IIBBA   05544
INSTITUTO DE INVESTIGACIONES BIOQUIMICAS DE BUENOS AIRES
Unidad Ejecutora - UE
congresos y reuniones científicas
Título:
Gaps matter! Could protein multiple sequence alignment gaps predict protein contacts?
Autor/es:
DIEGO JAVIER ZEA; CRISTINA MARINO BUSLJE
Lugar:
Bahía Blanca
Reunión:
Congreso; VI Congreso Argentino de Bioinformatica y Biología Computacional; 2015
Institución organizadora:
Asociacion Argentina de Bioinformática y Biología Computacional
Resumen:
Mutual Information (MI) is used to measure covariation between residues in a Multiple Sequence Alignment (MSA) and often to predict residue contacts in the 3D structure.
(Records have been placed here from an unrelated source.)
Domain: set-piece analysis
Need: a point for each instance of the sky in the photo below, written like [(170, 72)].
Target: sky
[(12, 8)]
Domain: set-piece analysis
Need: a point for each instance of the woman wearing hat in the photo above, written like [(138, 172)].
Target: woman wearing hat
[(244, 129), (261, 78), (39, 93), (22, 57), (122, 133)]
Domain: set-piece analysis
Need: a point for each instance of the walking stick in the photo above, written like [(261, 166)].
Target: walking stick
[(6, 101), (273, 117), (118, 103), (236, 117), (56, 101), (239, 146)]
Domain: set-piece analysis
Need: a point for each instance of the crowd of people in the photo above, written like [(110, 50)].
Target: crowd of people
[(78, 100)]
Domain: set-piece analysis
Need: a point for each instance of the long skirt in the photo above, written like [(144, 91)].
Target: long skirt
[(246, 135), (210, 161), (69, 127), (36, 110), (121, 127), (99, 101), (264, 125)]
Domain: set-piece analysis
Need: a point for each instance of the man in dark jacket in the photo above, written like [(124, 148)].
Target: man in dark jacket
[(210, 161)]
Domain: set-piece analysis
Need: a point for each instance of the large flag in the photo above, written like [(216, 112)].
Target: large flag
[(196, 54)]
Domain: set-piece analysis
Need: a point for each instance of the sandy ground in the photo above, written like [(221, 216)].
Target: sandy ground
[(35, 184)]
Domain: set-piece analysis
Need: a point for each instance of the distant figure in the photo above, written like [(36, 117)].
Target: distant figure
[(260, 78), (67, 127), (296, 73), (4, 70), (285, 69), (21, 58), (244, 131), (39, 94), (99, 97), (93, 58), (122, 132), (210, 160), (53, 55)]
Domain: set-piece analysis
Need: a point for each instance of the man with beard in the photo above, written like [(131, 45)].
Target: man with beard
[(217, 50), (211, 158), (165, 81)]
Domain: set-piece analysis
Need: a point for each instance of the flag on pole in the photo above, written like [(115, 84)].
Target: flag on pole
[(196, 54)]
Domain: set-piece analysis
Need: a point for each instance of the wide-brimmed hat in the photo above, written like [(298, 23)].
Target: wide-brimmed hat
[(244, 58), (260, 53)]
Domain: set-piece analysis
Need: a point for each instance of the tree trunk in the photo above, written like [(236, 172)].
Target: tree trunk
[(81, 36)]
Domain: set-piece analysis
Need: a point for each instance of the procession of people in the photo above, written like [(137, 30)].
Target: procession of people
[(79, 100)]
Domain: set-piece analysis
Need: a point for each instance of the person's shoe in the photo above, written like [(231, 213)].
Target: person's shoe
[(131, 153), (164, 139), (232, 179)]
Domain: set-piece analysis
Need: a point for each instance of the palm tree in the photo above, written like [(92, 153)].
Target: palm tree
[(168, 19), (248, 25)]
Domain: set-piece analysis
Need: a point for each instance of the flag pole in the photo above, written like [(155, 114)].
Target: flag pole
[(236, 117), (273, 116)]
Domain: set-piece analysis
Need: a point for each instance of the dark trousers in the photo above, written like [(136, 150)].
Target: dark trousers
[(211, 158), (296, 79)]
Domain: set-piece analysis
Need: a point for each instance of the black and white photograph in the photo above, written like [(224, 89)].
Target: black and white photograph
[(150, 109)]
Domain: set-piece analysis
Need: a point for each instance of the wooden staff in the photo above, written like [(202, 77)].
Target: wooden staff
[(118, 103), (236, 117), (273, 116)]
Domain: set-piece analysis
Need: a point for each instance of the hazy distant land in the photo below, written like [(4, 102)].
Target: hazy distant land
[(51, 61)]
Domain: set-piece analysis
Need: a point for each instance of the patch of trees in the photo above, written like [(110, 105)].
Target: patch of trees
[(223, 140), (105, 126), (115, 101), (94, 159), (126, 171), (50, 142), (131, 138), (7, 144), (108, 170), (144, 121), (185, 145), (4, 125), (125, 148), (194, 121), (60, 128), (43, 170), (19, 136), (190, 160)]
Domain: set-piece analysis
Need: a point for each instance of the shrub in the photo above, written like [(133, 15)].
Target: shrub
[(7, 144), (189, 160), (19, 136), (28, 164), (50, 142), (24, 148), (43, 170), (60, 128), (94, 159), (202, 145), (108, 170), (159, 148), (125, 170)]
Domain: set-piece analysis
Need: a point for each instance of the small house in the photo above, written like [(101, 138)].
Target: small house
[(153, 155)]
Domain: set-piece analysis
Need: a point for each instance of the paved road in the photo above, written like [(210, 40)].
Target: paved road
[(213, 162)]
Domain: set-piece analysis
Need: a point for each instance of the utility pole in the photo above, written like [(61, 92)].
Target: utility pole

In Buslje et. al [1] the Z-score is calculated as the number of standard deviations that the observed MI value falls above the mean value obtained from a set of 100 randomized MSAs. The best performance (in terms of AUC for contact prediction) was achieved when randomizing the MSAs sequence-based, instead of column based. That means that permutation of the residues was performed within each sequence while keeping the gaps in place. Buslje et. al. discussed that the sequence-based Z-score tests the hypothesis that the sequences are not homologous rather than testing the hypothesis that the sequences are homologous and correctly aligned, but that the columns are not correlated, that would be the appropriate null hypothesis. The authors discuss that the sequence-based Z-score hence should be interpreted only as an additional prediction score.In this work we show that the number of gaps between two positions of the MSA correlates with the sequence-based Z-score, and so the first has information on residue contacts. This gives insights on the importance of the signal that gaps may add in the MSA (for example in the prediction of protein contacts) and  warn users on the importance of thinking in the best way to treat them.